Charles VIII, jeune, brave, et jaloux d’illustrer son règne, fut accessible aux intrigues qui l’entouraient, et forma la résolution de reconquérir le royaume de Naples, qui avait appartenu à la maison d’Anjou, dont il se portait pour héritier. Trop empressé de terminer tout différend qui aurait pu le distraire de cette grande entreprise, il rend à Maximilien l’Artois et la Franche-Comté, au roi d’Aragon la Cerdagne et le Roussillon, sans rien exiger de lui qu’une promesse de ne point porter de secours à la branche aragonaise qui régnait à Naples.

C’était trop donner d’avance s’il ne réussissait pas dans son entreprise, et trop peu pour qu’on le laissât jouir en paix de sa conquête, s’il parvenait à la faire ; mais tout dans cette expédition devait être conduit contre les règles de la prudence. Pendant deux ans, la cour de France s’occupe hautement de la conquête de l’Italie, et les Italiens, tant ceux qui désirent l’arrivée des Français que ceux qui la redoutent, ne font aucun préparatif.

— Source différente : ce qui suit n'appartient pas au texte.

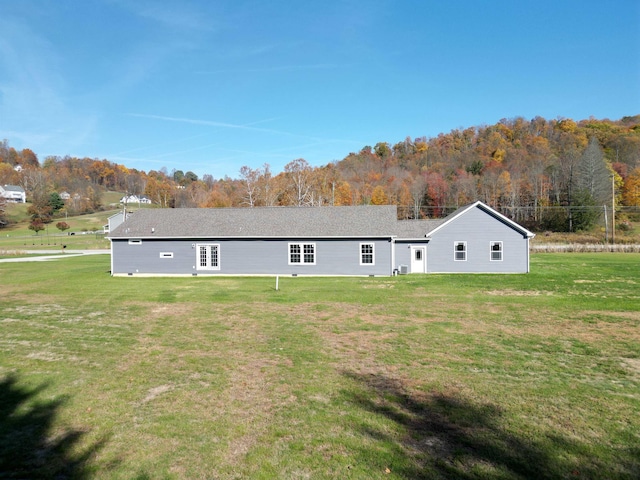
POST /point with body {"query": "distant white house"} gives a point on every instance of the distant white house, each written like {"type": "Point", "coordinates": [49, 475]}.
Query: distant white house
{"type": "Point", "coordinates": [136, 199]}
{"type": "Point", "coordinates": [13, 193]}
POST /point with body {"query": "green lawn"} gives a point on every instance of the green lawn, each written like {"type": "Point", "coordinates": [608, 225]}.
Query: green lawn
{"type": "Point", "coordinates": [440, 376]}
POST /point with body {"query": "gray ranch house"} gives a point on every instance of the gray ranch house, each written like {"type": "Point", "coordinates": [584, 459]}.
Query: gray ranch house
{"type": "Point", "coordinates": [362, 240]}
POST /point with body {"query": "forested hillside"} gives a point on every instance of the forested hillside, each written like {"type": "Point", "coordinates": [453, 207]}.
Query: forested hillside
{"type": "Point", "coordinates": [547, 174]}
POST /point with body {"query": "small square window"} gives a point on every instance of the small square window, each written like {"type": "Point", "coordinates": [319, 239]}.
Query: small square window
{"type": "Point", "coordinates": [496, 251]}
{"type": "Point", "coordinates": [367, 254]}
{"type": "Point", "coordinates": [460, 251]}
{"type": "Point", "coordinates": [302, 254]}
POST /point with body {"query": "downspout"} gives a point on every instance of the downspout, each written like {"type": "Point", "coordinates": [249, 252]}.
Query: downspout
{"type": "Point", "coordinates": [392, 243]}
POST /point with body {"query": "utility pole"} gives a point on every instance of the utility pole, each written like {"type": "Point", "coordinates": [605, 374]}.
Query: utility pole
{"type": "Point", "coordinates": [613, 209]}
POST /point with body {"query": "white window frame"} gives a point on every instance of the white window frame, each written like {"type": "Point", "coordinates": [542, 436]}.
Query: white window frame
{"type": "Point", "coordinates": [372, 254]}
{"type": "Point", "coordinates": [302, 253]}
{"type": "Point", "coordinates": [456, 251]}
{"type": "Point", "coordinates": [212, 262]}
{"type": "Point", "coordinates": [492, 251]}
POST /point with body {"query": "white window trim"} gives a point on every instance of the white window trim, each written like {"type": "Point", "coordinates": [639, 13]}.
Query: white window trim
{"type": "Point", "coordinates": [491, 251]}
{"type": "Point", "coordinates": [455, 251]}
{"type": "Point", "coordinates": [301, 245]}
{"type": "Point", "coordinates": [373, 254]}
{"type": "Point", "coordinates": [209, 245]}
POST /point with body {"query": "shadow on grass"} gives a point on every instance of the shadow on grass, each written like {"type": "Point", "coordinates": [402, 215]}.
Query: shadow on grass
{"type": "Point", "coordinates": [444, 437]}
{"type": "Point", "coordinates": [29, 446]}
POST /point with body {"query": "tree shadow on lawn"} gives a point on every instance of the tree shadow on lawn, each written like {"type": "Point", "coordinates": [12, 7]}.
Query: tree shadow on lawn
{"type": "Point", "coordinates": [444, 437]}
{"type": "Point", "coordinates": [28, 446]}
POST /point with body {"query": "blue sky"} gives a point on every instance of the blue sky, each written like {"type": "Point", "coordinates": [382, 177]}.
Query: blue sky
{"type": "Point", "coordinates": [212, 85]}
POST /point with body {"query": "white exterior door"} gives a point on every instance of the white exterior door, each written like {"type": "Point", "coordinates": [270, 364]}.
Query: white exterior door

Le roi part à la tête d’une armée de 50 000 hommes, sans argent, sans crédit, sans magasins et sans réserve. Il tombe malade de la petite vérole à Ast, comme pour donner à ses ennemis le temps de prendre leurs mesures : rien ne remue ; il se rétablit, emprunte à la duchesse de Savoie ses diamants, qu’il met en gage pour procurer des vivres à ses soldats, entre à Florence le 14 novembre 1494, et là, excité par les avis du duc de Milan, qui craignait de le voir entrer dans ses Etats, il se dirige sur Rome, où il entre le 31 décembre suivant ; il arrive à Naples le 21 février 1495, et toujours en délibérant, depuis son départ, si la prudence permet de passer outre, achève en quatre mois une conquête qui étonne les vainqueurs plus encore que les vaincus, et paraît si extraordinaire à l’Europe, qu’on l’attribue généralement à des vues particulières de Dieu, qui voulait venger les crimes commis par les derniers rois de Naples.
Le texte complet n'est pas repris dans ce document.